This collection of Sarah Pinsker’s stories includes several with a minimum of near-future speculation, set in the likely advances of technology and the unraveling of our civilization. There are a few outright fantasies riffing on established mythemes: golem, sirens, costumed superheroine. There is one story set on an interstellar generation ship, and one is a locked-room murder mystery at an inter-dimensional hotel conference.
Pinsker is a musician, and this attribute is key to several of her protagonists, particularly in the longer stories. The murder mystery “And Then There Were (N-One)” has the author’s identity reflected into the prohibitive majority of its many characters, and thus may serve as an allegory of her writing process.
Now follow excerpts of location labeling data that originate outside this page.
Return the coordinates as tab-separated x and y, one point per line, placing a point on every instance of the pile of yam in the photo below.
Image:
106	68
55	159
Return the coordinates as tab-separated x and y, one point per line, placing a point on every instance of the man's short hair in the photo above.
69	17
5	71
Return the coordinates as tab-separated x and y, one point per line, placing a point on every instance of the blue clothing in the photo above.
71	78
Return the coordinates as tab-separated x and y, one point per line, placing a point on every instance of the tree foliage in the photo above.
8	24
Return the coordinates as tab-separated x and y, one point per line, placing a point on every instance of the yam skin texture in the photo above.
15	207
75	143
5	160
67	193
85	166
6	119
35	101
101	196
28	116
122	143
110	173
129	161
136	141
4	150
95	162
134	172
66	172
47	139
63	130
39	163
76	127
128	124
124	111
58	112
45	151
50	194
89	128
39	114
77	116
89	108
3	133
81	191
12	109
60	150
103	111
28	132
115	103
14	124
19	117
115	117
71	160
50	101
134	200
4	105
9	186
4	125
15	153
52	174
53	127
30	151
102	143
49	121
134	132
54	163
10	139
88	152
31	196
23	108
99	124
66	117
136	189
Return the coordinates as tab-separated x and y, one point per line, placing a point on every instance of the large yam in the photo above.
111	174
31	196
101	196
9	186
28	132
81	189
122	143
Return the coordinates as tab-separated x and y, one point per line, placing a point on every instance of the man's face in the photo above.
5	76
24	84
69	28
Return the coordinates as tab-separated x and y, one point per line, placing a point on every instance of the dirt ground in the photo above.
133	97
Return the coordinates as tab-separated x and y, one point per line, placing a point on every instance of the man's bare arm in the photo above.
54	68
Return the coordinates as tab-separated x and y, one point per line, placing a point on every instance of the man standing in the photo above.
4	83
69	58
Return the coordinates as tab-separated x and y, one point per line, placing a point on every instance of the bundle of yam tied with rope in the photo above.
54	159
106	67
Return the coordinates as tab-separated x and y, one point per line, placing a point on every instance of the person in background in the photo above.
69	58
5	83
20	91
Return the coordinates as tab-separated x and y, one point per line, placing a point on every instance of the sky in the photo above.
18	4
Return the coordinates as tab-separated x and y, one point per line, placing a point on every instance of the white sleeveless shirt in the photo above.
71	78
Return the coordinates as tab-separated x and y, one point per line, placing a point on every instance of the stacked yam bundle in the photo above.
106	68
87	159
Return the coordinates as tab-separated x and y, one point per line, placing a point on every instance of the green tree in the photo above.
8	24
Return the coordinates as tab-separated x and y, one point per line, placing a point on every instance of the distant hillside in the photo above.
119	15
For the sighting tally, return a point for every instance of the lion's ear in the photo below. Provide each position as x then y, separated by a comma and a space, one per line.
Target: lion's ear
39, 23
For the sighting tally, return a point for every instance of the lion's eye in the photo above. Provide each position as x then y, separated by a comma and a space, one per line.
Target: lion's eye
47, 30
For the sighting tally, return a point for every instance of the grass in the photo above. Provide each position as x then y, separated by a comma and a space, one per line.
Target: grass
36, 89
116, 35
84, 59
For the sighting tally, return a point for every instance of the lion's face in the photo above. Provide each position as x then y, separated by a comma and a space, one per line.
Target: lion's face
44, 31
The emotional richness of her stories must be a projective result of introspection. In the generation ship story “Wind Will Rove,” music serves as an emblem of the complex relationship between cultural continuity and creativity.
The focus on the moral dilemmas of characters in transformed worlds was central to many of these stories. “Remembery Day” is one I could easily imagine being written by James Morrow. Although there is a recurrent sense of whimsy, all of these stories are within reach of a deep vein of sadness. I was especially impressed with the piece “In Joy, Knowing the Abyss Behind,” for the way that it managed to evoke a positive emotional tone at the end of a tale of sorrow compounded through reminiscence.
On the whole, this is an admirable assortment of stories. I think they will speak powerfully to any intelligent reader, not just genre fans.